Palladium-catalyzed allylic acetoxylation of olefins using hydrogen peroxide as oxidant

A new and efficient system for the allylic acetoxylation of olefins has been developed, which consists of a palladium (II) catalyst and hydrogen peroxide as oxidant in acetic acid. The acetoxylation reaction competes with the epoxidation by the peracetic acid generated in situ in this system. Increase of the concentration of palladium catalyst and addition of benzoquinone (BQ), enhance the acetoxylation considerably.
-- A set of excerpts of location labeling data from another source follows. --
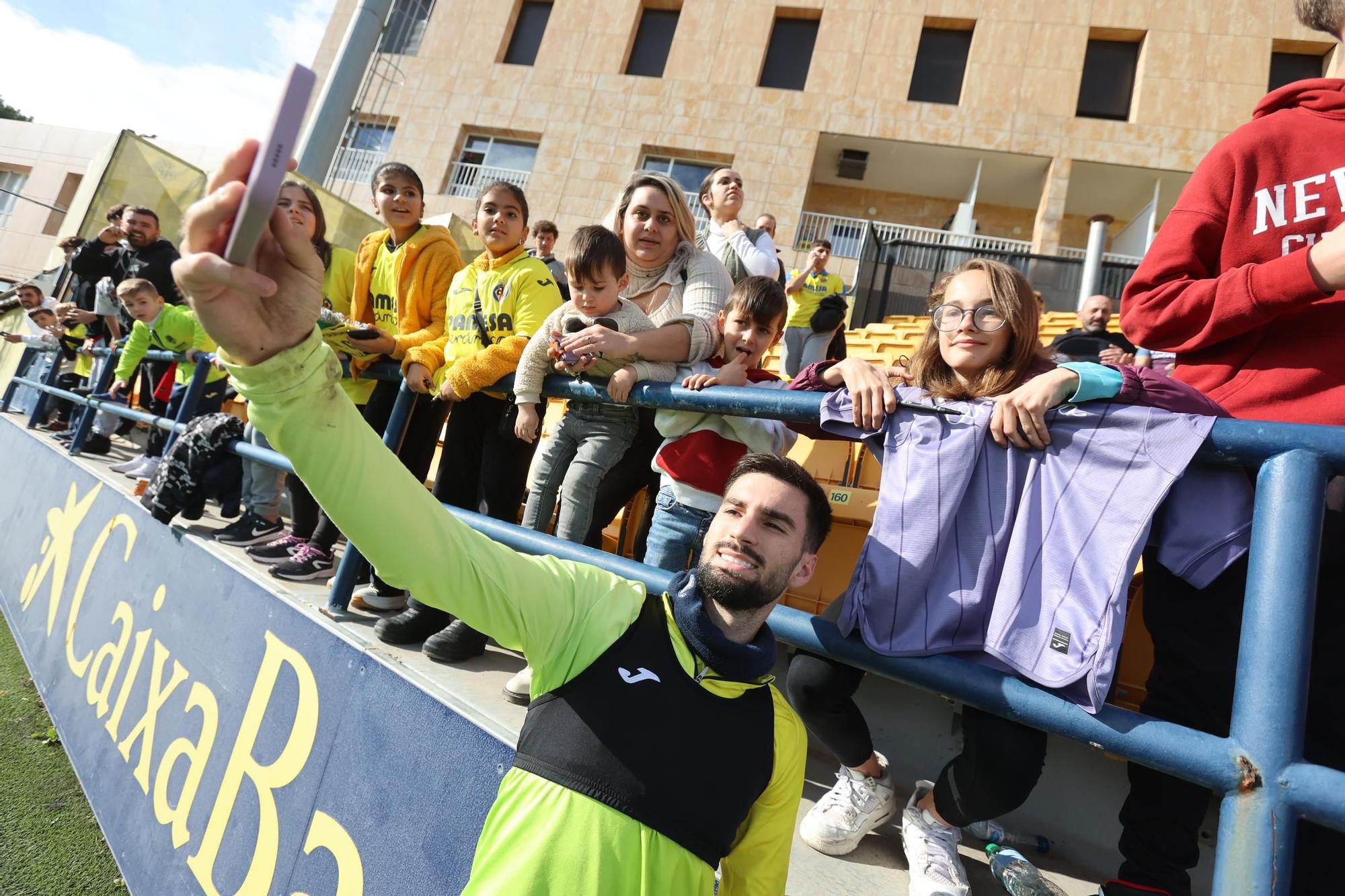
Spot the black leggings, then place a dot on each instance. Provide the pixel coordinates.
(625, 481)
(995, 774)
(1196, 637)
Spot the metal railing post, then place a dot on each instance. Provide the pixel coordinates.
(50, 380)
(25, 362)
(99, 385)
(344, 583)
(1257, 823)
(188, 409)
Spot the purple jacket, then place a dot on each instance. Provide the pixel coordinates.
(1023, 557)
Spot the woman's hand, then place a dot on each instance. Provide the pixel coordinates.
(700, 381)
(527, 424)
(419, 378)
(599, 341)
(446, 392)
(619, 385)
(871, 389)
(258, 311)
(1020, 416)
(384, 345)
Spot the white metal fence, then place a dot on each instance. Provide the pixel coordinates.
(466, 179)
(357, 165)
(847, 236)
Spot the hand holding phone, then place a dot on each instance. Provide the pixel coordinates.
(270, 169)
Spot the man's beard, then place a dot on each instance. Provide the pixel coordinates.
(735, 594)
(1321, 15)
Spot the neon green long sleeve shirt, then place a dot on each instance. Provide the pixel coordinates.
(176, 329)
(540, 838)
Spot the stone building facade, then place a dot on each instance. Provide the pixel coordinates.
(1199, 69)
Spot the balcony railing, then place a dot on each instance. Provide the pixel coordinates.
(847, 236)
(1070, 252)
(467, 179)
(357, 165)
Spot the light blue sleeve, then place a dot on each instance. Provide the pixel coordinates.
(1096, 381)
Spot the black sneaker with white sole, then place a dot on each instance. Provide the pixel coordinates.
(306, 564)
(247, 530)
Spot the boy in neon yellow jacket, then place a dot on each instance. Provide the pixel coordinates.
(684, 676)
(166, 327)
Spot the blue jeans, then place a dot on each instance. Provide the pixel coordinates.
(263, 485)
(676, 533)
(587, 444)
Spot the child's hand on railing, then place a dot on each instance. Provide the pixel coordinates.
(527, 424)
(619, 384)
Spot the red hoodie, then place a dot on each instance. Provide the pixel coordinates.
(1226, 284)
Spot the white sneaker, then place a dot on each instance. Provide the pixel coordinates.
(933, 858)
(146, 469)
(127, 466)
(368, 598)
(518, 689)
(857, 805)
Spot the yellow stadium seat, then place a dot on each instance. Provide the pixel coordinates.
(828, 462)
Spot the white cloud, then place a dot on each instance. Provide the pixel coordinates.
(299, 34)
(80, 80)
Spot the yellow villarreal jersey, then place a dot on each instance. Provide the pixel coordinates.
(384, 282)
(516, 300)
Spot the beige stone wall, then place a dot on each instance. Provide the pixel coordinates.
(1203, 69)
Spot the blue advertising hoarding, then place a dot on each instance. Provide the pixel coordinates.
(228, 741)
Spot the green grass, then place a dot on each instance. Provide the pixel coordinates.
(49, 838)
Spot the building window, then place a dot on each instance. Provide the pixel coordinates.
(64, 200)
(688, 175)
(790, 53)
(528, 33)
(941, 65)
(1288, 68)
(365, 149)
(11, 185)
(486, 159)
(406, 28)
(653, 41)
(1109, 80)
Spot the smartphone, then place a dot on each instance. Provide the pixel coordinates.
(270, 169)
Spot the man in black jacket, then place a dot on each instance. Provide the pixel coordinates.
(145, 253)
(142, 253)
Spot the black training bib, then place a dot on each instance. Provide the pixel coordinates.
(637, 733)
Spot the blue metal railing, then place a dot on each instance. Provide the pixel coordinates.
(1260, 767)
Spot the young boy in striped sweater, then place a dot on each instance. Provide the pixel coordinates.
(700, 448)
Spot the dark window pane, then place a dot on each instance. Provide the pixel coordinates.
(789, 54)
(1288, 68)
(406, 28)
(653, 41)
(1109, 80)
(941, 64)
(528, 33)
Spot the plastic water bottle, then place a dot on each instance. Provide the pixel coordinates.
(993, 831)
(1017, 874)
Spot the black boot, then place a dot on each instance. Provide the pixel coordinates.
(455, 643)
(414, 624)
(96, 444)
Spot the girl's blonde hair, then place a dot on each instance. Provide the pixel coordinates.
(1012, 298)
(670, 189)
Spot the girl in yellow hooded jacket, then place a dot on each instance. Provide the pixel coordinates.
(401, 283)
(494, 306)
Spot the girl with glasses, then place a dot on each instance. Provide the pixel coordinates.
(981, 343)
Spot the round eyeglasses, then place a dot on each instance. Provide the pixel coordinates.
(949, 318)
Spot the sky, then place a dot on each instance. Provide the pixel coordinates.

For the Pd(OAc)2BQH2O2 system, more than 1000 turnover number could be achieved in the acetoxylation of cyclohexene. Most internal and cyclic olefins tested gave the corresponding allylic acetates in fair to high yields. 1,3-Cyclohexadiene gave 1,4-diacetoxy-cyclohex-2-ene while 1,5-hexadiene afforded 3-acetoxy-methylenecyclopentane; 1,7-octadiene produced 1-octen-7-one and octan-2,7-dione. Terminal olefins gave methyl ketones in good yield with high turnover number both in the presence and absence of BQ. Possible mechanisms and involvement of palladium peroxidic species in both the catalytic acetoxylation and ketonization of olefins are discussed.